Our Sibos News Special Edition contains features these not to be missed features;
- Driving Profitability Amid Constraints on Payment Processing Fees
- The SEPA End Date: Gateway to Success
- Are you ready for SEPA 2014?
- 15 Steps to Becoming SEPA Compliant
- The 5 Cs for Payment Processing Success
- Managing the AML Challenges of Emerging Markets
- Effectively Managing Bank Counterparty Risk
Accuity reflects on the impact of regulatory compliance in the Middle East
One of Accuity’s main areas of focus, regulatory compliance, was a key theme of Sibos 2013, with the impact of regulation in the Middle East region playing a leading role in the conversation.
The Middle East region has a unique challenge in dealing with new and upcoming regulation, in that whilst being a partner in a financial trading hub for many western banks, it also serves the needs of its regional banking partners throughout the world.

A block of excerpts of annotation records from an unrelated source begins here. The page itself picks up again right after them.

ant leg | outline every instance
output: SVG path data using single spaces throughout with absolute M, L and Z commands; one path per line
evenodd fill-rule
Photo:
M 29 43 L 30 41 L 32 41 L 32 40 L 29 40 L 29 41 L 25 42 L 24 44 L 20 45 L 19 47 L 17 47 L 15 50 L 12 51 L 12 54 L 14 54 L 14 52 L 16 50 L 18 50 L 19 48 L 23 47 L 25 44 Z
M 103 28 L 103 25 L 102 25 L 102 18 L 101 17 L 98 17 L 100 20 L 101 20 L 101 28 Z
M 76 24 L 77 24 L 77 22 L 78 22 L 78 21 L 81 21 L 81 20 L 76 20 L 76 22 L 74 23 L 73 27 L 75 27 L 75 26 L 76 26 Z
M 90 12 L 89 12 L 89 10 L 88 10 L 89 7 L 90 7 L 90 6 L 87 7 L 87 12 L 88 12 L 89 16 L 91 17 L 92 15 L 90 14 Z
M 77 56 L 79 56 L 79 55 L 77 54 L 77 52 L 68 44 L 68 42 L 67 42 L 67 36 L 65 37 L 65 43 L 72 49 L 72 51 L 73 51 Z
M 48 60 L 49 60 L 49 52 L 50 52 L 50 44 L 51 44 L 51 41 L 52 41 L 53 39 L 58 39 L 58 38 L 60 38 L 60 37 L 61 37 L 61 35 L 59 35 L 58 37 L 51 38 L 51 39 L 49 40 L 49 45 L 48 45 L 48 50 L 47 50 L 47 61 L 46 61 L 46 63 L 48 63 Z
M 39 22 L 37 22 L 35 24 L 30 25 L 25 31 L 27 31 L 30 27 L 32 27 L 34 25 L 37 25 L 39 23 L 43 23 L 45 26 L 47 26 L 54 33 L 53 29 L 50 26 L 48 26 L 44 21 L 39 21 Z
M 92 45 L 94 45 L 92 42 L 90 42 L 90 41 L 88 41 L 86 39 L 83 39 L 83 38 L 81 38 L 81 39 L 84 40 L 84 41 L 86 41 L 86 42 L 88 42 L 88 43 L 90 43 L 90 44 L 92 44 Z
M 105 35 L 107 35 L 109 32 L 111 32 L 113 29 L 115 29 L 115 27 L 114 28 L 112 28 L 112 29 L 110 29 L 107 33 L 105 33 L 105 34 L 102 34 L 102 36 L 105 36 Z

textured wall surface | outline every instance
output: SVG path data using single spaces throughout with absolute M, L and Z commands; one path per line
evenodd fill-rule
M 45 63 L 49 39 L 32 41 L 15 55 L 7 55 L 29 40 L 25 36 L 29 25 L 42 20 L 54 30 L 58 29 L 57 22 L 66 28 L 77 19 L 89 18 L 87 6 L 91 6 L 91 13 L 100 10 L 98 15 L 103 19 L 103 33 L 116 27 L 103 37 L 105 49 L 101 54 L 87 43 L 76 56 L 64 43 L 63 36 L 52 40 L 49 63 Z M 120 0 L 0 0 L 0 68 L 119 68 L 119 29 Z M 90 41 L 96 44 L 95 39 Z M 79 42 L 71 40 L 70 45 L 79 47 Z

Many banking organisations in the region have participation in some sanctioned countries, and there’s nothing that prevents them from doing so.
The Middle East-based banks have to delicately balance their own needs against servicing their regional bank neighbours, as well as the western counterparts. Further still, regulation introduces complexities in terms of the transparency that doing business with western banks require.
Trade finance is an incredibly murky world of individual players and holding organisations, and is moving up the regulatory agenda as organisations realise the importance of having to deal with compliance when leaving their own region.
Screening of imports and exports has therefore become a main area of focus for the trade finance industry, as organisations work to comply with anti-money laundering and counterterrorist funding regulation in an increasingly complex environment.
With Dubai and the wider Middle East region acting as a hub for trade finance, it has become an area of growing focus.